This paper presents an example-based demonstration of our initial results on the modelling of health conditions to support the control and monitoring of (clinically) personalized healthcare services. The main goal of this work is to model health conditions at the interface, mechanical, biological, and environmental levels to support rigorous and reliable personalised healthcare services for unreliable IoT-based Healthcare 5.0 using different abstractions like rules, processes, and rates. Current approaches support either fine-grained (i.e., at DNA or protein level considering the effect of health conditions on cellular components, biological processes, and molecular functions) or coarse-grained (i.e., only parameters check ignoring the internal details and causes) modelling of various health conditions that hindered their usability to automatically control and monitor healthcare conditions in real-time due to lack of missing dependent information at different levels of health condition. Modelling health conditions is a challenging task because health condition is a complex process that involves various inter-dependent cyber, physical, mechanical, and biological sub-processes. We have developed a technique for modelling health conditions at multiple levels that supports various cyber, physical, and biological characteristics of health-condition and operate at different levels of abstraction including both coarse-grained and fine-grained levels that are related. We demonstrate the modelling technique through its application to a typical healthcare condition that includes Diabetes and Heart conditions.

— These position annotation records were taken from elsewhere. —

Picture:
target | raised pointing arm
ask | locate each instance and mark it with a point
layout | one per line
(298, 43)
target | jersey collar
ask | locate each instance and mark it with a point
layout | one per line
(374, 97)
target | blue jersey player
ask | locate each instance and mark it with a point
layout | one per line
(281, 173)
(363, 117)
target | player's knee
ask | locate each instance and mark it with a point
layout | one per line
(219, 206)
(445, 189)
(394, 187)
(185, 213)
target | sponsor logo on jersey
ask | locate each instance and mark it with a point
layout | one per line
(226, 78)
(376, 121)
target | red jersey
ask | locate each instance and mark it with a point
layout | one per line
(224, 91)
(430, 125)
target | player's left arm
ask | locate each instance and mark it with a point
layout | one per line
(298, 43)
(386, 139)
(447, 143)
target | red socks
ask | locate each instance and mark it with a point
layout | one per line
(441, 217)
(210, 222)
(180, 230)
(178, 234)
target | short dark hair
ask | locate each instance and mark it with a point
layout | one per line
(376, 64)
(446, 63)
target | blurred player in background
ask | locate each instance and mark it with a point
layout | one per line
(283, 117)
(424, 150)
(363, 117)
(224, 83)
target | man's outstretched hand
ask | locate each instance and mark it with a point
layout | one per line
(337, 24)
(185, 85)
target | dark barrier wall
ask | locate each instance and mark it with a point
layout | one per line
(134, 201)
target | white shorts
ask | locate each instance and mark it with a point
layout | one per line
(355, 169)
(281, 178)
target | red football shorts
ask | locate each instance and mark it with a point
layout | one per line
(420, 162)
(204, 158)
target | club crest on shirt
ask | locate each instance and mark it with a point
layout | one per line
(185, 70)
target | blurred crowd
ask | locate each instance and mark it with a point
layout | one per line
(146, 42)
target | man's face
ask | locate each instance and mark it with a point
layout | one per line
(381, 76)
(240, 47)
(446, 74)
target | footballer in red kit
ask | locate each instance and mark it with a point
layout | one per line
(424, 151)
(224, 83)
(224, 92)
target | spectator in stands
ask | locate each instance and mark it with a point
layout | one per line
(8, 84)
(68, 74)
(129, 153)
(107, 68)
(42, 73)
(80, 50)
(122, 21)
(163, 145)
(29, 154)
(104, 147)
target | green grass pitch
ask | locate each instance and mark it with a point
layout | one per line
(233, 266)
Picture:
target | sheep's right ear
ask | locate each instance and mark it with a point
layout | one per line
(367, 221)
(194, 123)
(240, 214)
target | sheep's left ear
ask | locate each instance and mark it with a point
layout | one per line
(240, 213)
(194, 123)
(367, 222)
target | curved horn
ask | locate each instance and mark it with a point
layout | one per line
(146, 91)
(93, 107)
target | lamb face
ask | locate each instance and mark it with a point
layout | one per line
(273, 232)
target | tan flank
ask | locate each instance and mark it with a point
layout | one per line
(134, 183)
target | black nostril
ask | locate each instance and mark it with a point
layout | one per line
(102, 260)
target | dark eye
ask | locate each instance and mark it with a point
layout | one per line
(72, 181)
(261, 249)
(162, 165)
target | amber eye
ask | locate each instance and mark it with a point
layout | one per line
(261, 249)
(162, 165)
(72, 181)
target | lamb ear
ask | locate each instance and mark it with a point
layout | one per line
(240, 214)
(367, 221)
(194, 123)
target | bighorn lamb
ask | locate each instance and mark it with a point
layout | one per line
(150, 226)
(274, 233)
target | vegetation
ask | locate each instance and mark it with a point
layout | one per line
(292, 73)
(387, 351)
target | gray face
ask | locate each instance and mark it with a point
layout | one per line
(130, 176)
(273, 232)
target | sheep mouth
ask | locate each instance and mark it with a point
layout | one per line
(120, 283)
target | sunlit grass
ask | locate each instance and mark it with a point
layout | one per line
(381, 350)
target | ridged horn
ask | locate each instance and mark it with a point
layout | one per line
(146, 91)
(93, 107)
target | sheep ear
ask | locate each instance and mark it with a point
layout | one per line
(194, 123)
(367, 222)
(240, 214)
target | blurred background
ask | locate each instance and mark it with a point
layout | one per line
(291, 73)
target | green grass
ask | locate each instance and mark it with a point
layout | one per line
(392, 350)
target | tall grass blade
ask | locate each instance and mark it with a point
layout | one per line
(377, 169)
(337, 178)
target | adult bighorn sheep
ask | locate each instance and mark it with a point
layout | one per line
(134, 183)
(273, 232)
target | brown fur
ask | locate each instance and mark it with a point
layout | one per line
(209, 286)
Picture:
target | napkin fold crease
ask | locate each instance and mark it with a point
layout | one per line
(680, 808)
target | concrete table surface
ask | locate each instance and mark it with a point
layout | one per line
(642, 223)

Item Type: Conference Proceedings
Title of Proceedings: 2022 IEEE 27th International Conference on Emerging Technologies and Factory Automation (ETFA)
Uncontrolled Keywords: multi-level modelling, safe and secure healthcare, model validation
Subjects: Q Science > QA Mathematics > QA75 Electronic computers. Computer science
Faculty / School / Research Centre / Research Group: Faculty of Engineering & Science
Faculty of Engineering & Science > Internet of Things and Security Research Centre (ISEC)
Faculty of Engineering & Science > School of Computing & Mathematical Sciences (CMS)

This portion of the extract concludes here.